Thursday, February 23, 2012

AUD


Has the Australian dollar called time on European equities’ rally?
Perhaps. The AUD/USD pair has had a long positive correlation with Euro Stoxx futures, going back more than six months. This seems reasonable enough as both fit neatly into the “risk asset” category of markets that are likely to rise when investors feel a bit happier about the economic future.
Moreover, as perhaps the “risk on” asset par excellence, the Aussie is more closely correlated with European stocks than other markets you might think were more natural Euro Stoxx bedfellows, such as EUR/USD or German bund yields.

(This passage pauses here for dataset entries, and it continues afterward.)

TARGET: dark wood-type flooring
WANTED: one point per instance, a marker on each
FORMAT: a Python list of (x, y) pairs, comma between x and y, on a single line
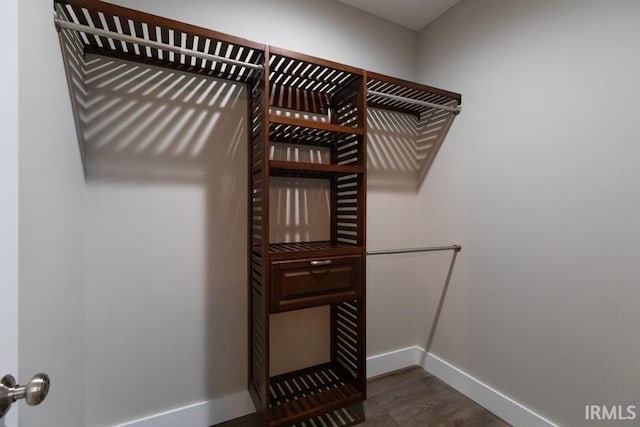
[(411, 398)]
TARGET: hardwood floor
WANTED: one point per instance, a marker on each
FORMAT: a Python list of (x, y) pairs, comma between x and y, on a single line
[(411, 398)]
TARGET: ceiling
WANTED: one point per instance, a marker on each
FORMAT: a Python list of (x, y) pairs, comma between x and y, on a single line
[(412, 14)]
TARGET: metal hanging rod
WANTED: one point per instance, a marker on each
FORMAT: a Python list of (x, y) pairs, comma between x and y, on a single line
[(455, 110), (455, 248), (153, 44)]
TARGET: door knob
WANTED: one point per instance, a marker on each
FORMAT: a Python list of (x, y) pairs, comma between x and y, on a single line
[(33, 393)]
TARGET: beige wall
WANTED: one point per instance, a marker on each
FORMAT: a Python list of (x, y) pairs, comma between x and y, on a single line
[(538, 180)]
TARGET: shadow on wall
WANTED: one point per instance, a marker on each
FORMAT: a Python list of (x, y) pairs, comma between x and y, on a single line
[(144, 125), (401, 148)]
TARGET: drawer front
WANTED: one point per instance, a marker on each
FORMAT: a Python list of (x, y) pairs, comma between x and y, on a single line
[(312, 282)]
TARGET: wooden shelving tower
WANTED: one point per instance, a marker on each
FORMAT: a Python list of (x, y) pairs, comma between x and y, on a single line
[(297, 275)]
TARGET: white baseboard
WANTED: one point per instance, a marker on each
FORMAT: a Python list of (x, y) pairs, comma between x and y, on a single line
[(393, 360), (506, 408), (239, 404), (200, 414)]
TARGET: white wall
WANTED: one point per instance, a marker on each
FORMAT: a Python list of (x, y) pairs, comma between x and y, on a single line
[(51, 223), (538, 180), (9, 197)]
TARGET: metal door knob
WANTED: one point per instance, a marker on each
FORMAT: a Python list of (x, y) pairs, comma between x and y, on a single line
[(33, 392)]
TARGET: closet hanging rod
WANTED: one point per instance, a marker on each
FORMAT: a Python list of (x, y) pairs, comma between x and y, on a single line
[(153, 44), (454, 110), (455, 248)]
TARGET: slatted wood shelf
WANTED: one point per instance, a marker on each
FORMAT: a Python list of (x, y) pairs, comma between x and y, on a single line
[(406, 89), (310, 170), (284, 251), (310, 392), (309, 129), (104, 16), (305, 83)]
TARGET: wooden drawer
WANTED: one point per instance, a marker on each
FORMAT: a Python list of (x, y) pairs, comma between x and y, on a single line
[(313, 282)]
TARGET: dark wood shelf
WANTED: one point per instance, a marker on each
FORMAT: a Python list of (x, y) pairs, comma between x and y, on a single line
[(198, 39), (311, 170), (304, 83), (285, 251), (406, 89), (309, 392), (310, 124)]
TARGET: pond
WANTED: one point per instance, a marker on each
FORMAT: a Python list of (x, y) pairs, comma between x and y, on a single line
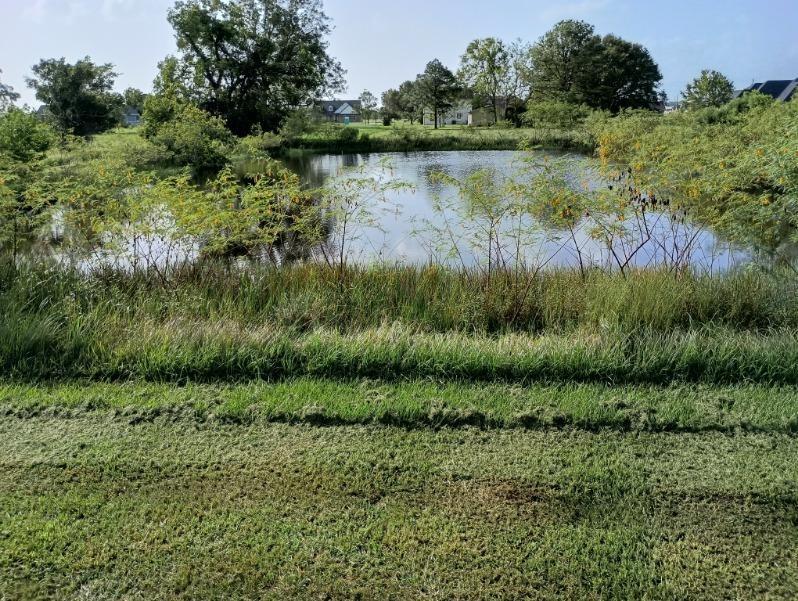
[(409, 226)]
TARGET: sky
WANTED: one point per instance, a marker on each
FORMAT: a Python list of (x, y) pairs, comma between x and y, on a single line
[(382, 43)]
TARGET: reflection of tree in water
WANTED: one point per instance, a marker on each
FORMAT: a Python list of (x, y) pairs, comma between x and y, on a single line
[(430, 175), (299, 232)]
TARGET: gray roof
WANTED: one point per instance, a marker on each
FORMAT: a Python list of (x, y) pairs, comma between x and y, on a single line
[(780, 89), (332, 107)]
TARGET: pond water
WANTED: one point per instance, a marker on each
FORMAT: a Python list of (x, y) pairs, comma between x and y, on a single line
[(408, 228)]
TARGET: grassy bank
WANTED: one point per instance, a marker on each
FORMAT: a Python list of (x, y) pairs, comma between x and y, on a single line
[(421, 404), (94, 506), (398, 323), (362, 137)]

However, according to Paul Day, chief strategist at Market Securities in London, in the past couple of weeks there have been signs of divergence. Euro Stoxx futures have edged upward even as AUD/USD has made technical analysts nervous with the ominous pattern of “lower highs and lower lows” that usually marks a change in bull-market fortunes.
And there are others who think the Aussie is looking dizzy at its current altitude.
Morgan Stanley points to weakness in the Chinese export order index.
“This provides further evidence that demand in developed markets remains weak, which should not bode well for the high-beta commodity currencies,” the bank’s foreign exchange strategists wrote.
However, they don’t expect an AUD collapse, or anything like one; rather a correction of recent gains. The bank is looking for a return to the $1.05 to $1.0450 area in the near term. The pair was at $1.0633 at 0645 ET Wednesday.
If they are right, correlations suggest that the road for European stocks may get rougher, but it should at least remain passable.